Minneapolis wheat gained 0.2% to $9.33 ½ a bushel for December, and 0.9% to $8.90 a bushel for March delivery.

But then, high protein wheats are in demand, as Cargill noted, in increasing prices at pools for high protein wheat run by its AWB Australian grain handling division, by up to Aus$27 a tonne.

"Globally high protein wheats remain well supported as customers react to the news about declining wheat protein profile in Australia and are now looking to lock in supplies," AWB's Jon White said.

And, as US Commodities said, "parts of Australia are too wet to harvest", implying quality threats too.

US vs Ukraine

Corn

posted a more modest decline, gaining some support from the strong oil price (some 40% of the US corn crop is used to make bioethanol).

Indeed, data showed a rise of 5,000 barrels a day to 916,000 barrels a day in ethanol production last week, signalling higher corn consumption, although with a rise in US stocks of the biofuel too, by 700,000 barrels to 17.1m barrels.

And a purchase by Japan, the world's biggest corn exporter, of more of the grain from Ukraine was hardly encouraging for prices in the US, which is usually the daddy on this trade route.
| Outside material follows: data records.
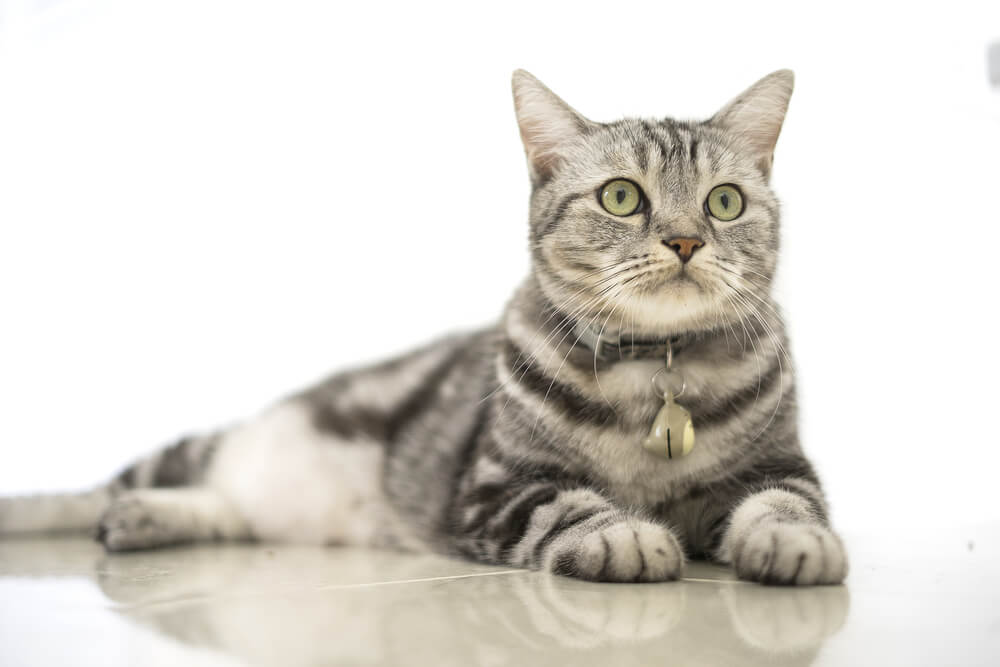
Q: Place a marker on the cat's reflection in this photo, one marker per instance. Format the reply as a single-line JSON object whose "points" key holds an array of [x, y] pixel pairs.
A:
{"points": [[298, 606]]}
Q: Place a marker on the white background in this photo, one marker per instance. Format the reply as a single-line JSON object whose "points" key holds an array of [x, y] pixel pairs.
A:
{"points": [[206, 205]]}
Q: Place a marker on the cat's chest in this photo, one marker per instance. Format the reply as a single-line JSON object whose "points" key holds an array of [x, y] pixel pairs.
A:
{"points": [[615, 450]]}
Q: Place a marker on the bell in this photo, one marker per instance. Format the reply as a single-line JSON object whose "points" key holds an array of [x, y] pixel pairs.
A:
{"points": [[672, 433]]}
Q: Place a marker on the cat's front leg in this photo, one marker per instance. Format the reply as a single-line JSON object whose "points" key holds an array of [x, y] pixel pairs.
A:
{"points": [[574, 532], [780, 535]]}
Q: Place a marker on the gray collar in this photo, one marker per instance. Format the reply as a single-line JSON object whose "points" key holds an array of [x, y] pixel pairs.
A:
{"points": [[611, 346]]}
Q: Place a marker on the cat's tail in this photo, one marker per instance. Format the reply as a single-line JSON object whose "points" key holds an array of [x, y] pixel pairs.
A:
{"points": [[182, 464]]}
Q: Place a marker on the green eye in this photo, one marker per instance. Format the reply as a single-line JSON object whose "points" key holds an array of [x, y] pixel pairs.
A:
{"points": [[621, 197], [725, 202]]}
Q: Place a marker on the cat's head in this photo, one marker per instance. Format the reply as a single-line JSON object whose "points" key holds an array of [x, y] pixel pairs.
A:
{"points": [[653, 226]]}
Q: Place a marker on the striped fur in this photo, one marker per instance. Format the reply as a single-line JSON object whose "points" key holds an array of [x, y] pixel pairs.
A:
{"points": [[516, 445]]}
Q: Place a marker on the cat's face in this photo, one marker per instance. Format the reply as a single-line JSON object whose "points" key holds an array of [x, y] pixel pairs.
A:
{"points": [[654, 227]]}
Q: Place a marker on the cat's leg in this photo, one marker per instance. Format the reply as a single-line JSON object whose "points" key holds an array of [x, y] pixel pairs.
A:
{"points": [[181, 464], [53, 513], [779, 534], [567, 530], [147, 518]]}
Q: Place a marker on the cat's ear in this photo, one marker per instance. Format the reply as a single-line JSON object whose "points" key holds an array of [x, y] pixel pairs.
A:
{"points": [[757, 113], [548, 125]]}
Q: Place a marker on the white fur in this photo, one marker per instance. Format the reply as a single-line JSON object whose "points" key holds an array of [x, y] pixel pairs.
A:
{"points": [[292, 483]]}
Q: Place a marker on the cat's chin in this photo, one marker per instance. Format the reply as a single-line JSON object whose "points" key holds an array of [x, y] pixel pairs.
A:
{"points": [[680, 307]]}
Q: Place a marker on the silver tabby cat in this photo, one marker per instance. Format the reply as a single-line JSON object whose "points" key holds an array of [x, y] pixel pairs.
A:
{"points": [[520, 444]]}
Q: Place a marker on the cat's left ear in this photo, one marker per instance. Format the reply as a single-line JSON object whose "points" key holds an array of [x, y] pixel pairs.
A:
{"points": [[548, 125], [757, 114]]}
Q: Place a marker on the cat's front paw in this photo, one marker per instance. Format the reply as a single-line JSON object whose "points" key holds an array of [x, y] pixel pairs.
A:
{"points": [[624, 551], [131, 523], [791, 553]]}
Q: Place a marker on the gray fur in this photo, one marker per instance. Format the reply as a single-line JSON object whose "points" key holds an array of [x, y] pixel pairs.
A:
{"points": [[517, 444]]}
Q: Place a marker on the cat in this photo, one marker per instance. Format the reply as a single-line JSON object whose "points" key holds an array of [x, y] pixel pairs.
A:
{"points": [[521, 444]]}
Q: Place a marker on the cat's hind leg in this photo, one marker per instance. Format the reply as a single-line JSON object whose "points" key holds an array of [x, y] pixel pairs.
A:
{"points": [[53, 513], [149, 518], [181, 465]]}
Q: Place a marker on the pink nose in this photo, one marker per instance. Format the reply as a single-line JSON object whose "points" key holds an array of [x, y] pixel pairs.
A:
{"points": [[684, 247]]}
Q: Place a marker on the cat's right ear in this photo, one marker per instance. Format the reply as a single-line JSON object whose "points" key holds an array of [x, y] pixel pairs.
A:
{"points": [[548, 125]]}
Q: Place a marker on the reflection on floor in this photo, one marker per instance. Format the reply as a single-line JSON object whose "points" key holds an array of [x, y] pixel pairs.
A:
{"points": [[283, 605]]}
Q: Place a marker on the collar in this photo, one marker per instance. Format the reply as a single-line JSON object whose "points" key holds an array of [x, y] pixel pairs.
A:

"Traditional US corn buyers continue to shift demand to cheaper Ukraine supplies," Benson Quinn Commodities said

Funds sold an estimated 5,000 contracts in Chicago corn, helping the December lot finish 0.4% lower at $6.42 ¾ a bushel.

'Weather near ideal'

Meanwhile,

soybeans

lost 1.0% to $11.87 ¾ a bushel for January, ending a three-day winning streak, as the long-rumoured Chinese purchases failed to materialise on the US Department of Agriculture 's daily reporting system.

"Unnamed sources are saying China did indeed buy six cargoes of US soybean over the weekend but still nothing from USDA daily reporting to confirm this," Benson Quinn said.

And even if true, "this new demand is viewed as traditional sales that would not impact US balance sheets".

Furthermore, "weather in South America near ideal for getting a crop started", Paul Georgy at Allendale said.

A bit too wet, perhaps, with talk now of fears for rust in northern Brail.

Fibre strengthens

Among the soft commodities, New York

cotton

managed to maintain its upward climb, for December delivery at least, adding 0.8% to 103.50 cents a pound.

Besides talk of a trade house ready to take delivery in the expiry process, closing of short positions ahead of that even are been seen as behind the rise.

Signally, the March contract, which closed the last session up the exchange limit, finished 0.1% lower at 100.48 cents a pound, taking some fright at talk that while China may stockpile, such buying will be long postponed, with the domestic harvest beckoning.

'Very distant prospect'

But New York raw

sugar

dropped 1.2% to 24.46 cents a pound for March, as long-awaited demand from importing countries failed again to turn up.

"Unfortunately for the bulls, the end users seem to be sitting on their hands," Nick Penney at Sucden Financial said.

And New York

coffee

for March finished 1.5% lower at 239.05 cents a pound, as investors took profits following a 7% rally since the start of the month.

"The rally in past days is probably on news that rainfall in major growing areas of Brazil is well below the long-term average," Commerzbank said, adding that "signals from Colombia are not very encouraging either, with the crop volume in October being 19% lower, year-on-year".

"Even so, the new Brazilian crop will be from a high-yield year in the two-year cycle and this should prevent prices from breaking out strongly to the upside in our view.

"Prices close to 291 US cents a pound that we saw in the late summer are probably a very distant prospect."